Last week, I was on holiday – staying in a lovely cottage on a remote island. While the weather was reasonably kind, we had a couple of wet days, and were somewhat relieved to find a cupboard full of jigsaw puzzles. One was entitled “1970s chocolate bars”, and we set about putting the puzzle together. Two days later, we sat back and admired our creativity and had a good discussion around how many of these brands we remember.
Nutty, Curly Wurly, Swisskit, Grand Seville, Galaxy Counters, Bar Six and Texan, yes, but my sweet tooth does not recall Laughs, Amazin’ or Rumba.
What happened to all those brands? Of the 70 or so on the puzzle, only a handful remained – Crunchie, Yorkie, Maltesers, KitKat, Twix, Mars, and one or two others.

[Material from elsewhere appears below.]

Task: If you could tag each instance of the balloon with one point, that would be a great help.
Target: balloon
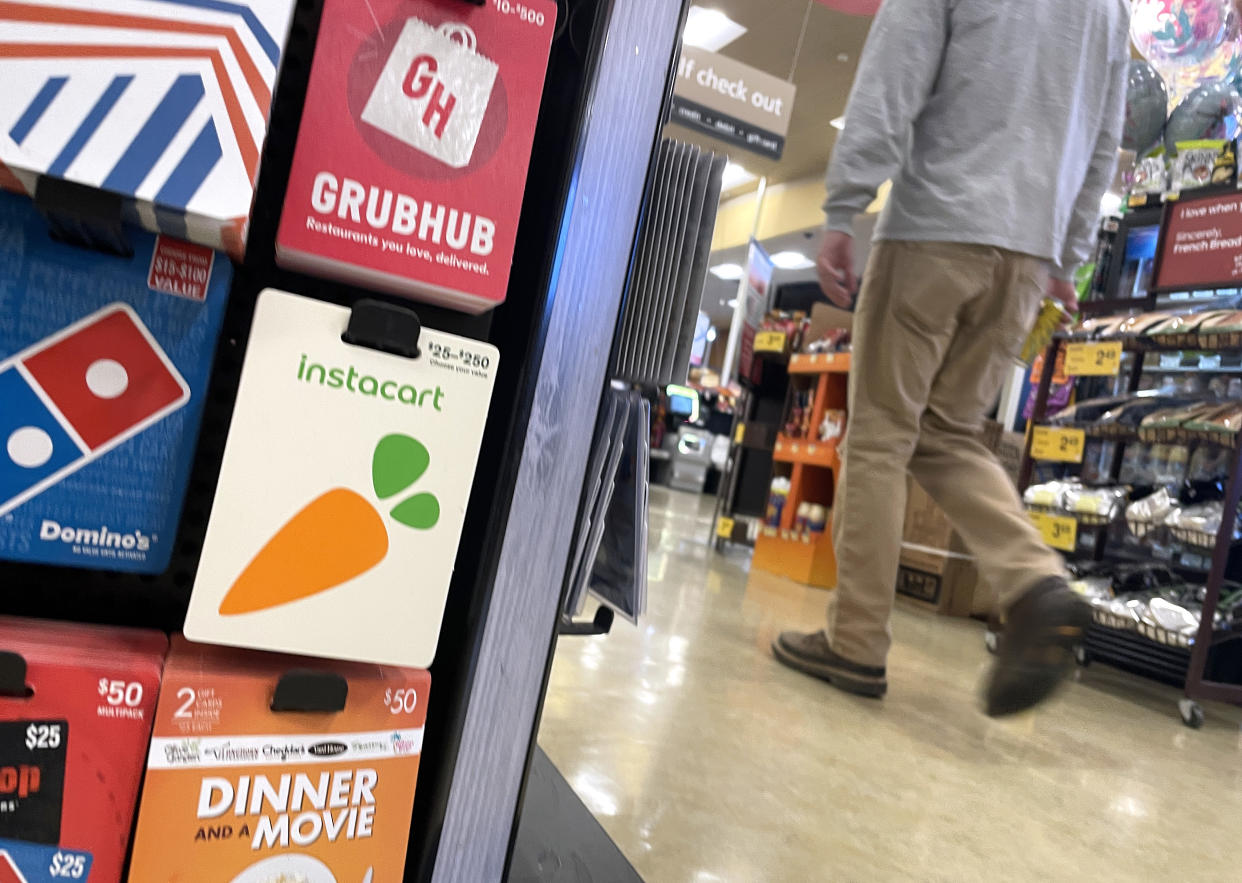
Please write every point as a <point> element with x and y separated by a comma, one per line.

So what kills off an iconic chocolate bar brand? Do consumers’ tastes really change to the extent that a brand will ultimately die? I am somewhat embarrassed that two brands that I worked for have both disappeared from their respective markets but in both cases they were acquired by bigger brands and it made commercial sense to gobble them up. But that is not quite the same as chocolate brands from the Seventies.
For many of us that love the excitement of a product launch – the build-up, the press release, the collateral, the internal comms, the expectation of the customer response – no matter which sector we operate in – we can forget the long nights, the last minute hiccups and the overly cautious test research results. But it takes a much braver marketer to make the decision to kill off their loved one.
It’s an emotional journey being a marketer – add “brand euthanasia” to the many skills on the CV.